Academic

CUDABench: Benchmarking LLMs for Text-to-CUDA Generation

arXiv:2603.02236v1 Announce Type: new Abstract: Recent studies have demonstrated the potential of Large Language Models (LLMs) in generating GPU Kernels. Current benchmarks focus on the translation of high-level languages into CUDA, overlooking the more general and challenging task of text-to-CUDA generation. Furthermore, given the hardware-specific and performance-critical features of GPU programming, accurately assessing the performance of LLM-generated GPU programs is nontrivial.
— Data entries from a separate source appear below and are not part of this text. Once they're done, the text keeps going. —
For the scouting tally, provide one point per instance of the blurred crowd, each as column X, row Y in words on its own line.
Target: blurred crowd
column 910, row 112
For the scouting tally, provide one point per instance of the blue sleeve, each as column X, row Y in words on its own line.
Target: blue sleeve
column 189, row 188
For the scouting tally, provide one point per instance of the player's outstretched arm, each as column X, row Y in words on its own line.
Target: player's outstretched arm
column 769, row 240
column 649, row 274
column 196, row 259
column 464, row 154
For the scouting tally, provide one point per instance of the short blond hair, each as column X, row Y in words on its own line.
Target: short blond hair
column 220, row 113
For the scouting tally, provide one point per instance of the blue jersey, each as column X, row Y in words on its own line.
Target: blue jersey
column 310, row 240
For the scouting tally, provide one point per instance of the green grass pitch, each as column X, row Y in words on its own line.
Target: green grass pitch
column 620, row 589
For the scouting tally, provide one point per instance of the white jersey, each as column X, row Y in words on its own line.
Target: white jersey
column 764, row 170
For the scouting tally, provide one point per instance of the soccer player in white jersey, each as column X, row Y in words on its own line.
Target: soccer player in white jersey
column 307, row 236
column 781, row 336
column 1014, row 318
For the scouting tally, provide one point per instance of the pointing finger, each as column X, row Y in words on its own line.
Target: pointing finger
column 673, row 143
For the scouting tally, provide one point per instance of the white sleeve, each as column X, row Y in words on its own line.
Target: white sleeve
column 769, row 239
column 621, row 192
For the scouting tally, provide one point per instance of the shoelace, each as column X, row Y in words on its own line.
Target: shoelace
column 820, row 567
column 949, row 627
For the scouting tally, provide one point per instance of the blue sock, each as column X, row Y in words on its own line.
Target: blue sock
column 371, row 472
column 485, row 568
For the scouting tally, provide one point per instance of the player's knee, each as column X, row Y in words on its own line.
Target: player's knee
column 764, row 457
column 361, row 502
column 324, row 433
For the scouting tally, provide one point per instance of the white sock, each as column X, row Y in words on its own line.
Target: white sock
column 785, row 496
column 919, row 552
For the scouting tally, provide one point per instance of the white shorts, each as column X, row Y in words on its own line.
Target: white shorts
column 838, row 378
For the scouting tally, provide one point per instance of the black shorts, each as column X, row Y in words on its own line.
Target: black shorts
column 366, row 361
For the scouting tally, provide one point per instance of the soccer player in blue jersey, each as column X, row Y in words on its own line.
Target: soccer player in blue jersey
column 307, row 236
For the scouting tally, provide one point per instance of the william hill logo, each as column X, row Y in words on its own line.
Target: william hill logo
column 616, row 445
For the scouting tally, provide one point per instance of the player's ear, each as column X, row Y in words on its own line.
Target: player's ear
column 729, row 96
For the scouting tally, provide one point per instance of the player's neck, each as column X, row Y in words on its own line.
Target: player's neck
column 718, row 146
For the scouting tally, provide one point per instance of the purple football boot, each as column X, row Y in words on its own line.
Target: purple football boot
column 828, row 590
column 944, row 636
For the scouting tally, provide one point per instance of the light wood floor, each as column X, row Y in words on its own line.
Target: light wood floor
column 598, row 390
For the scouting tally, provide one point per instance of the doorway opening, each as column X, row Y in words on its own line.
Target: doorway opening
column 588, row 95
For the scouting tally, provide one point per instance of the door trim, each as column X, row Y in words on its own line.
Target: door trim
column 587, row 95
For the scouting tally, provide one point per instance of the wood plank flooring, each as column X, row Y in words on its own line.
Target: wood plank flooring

In this work, we introduce CUDABench, a comprehensive benchmark designed to evaluate the text-to-CUDA capabilities of LLMs. First, we construct CUDABench-Set, which covers Breadth-Depth-Difficulty evaluation space in diverse application domains, including artificial intelligence, scientific computing, and data analytics, etc. Furthermore, we propose CUDABench-Score and Generative Verification Pipeline that assess (1) compilation correctness, (2) functional consistency through execution-based verification,

arXiv:2603.02236v1 Announce Type: new Abstract: Recent studies have demonstrated the potential of Large Language Models (LLMs) in generating GPU Kernels. Current benchmarks focus on the translation of high-level languages into CUDA, overlooking the more general and challenging task of text-to-CUDA generation. Furthermore, given the hardware-specific and performance-critical features of GPU programming, accurately assessing the performance of LLM-generated GPU programs is nontrivial. In this work, we introduce CUDABench, a comprehensive benchmark designed to evaluate the text-to-CUDA capabilities of LLMs. First, we construct CUDABench-Set, which covers Breadth-Depth-Difficulty evaluation space in diverse application domains, including artificial intelligence, scientific computing, and data analytics, etc. Furthermore, we propose CUDABench-Score and Generative Verification Pipeline that assess (1) compilation correctness, (2) functional consistency through execution-based verification, and (3) a novel roofline-based metric, Performance-Score. Benchmarking state-of-the-art LLMs reveals insightful findings and challenges of text-to-CUDA, such as a notable mismatch between high compilation success rates and low functional correctness, a lack of domain-specific algorithmic knowledge, and suboptimal utilization of GPU hardware resources. Our benchmark is available at https://github.com/CUDA-Bench/CUDABench.

Executive Summary

The authors introduce CUDABench, a comprehensive benchmark designed to evaluate the text-to-CUDA capabilities of Large Language Models (LLMs). CUDABench assesses compilation correctness, functional consistency through execution-based verification, and a novel roofline-based metric, Performance-Score. The benchmark reveals insightful findings and challenges of text-to-CUDA generation, including a notable mismatch between high compilation success rates and low functional correctness, a lack of domain-specific algorithmic knowledge, and suboptimal utilization of GPU hardware resources. The authors' work provides a significant contribution to the field of LLMs, highlighting the need for more robust and accurate benchmarks.

Key Points

  • CUDABench is designed to evaluate the text-to-CUDA capabilities of LLMs
  • The benchmark assesses compilation correctness, functional consistency, and Performance-Score
  • The results reveal a mismatch between compilation success rates and functional correctness

Merits

Comprehensive evaluation framework

CUDABench provides a rigorous evaluation framework for LLMs, covering multiple aspects of text-to-CUDA generation.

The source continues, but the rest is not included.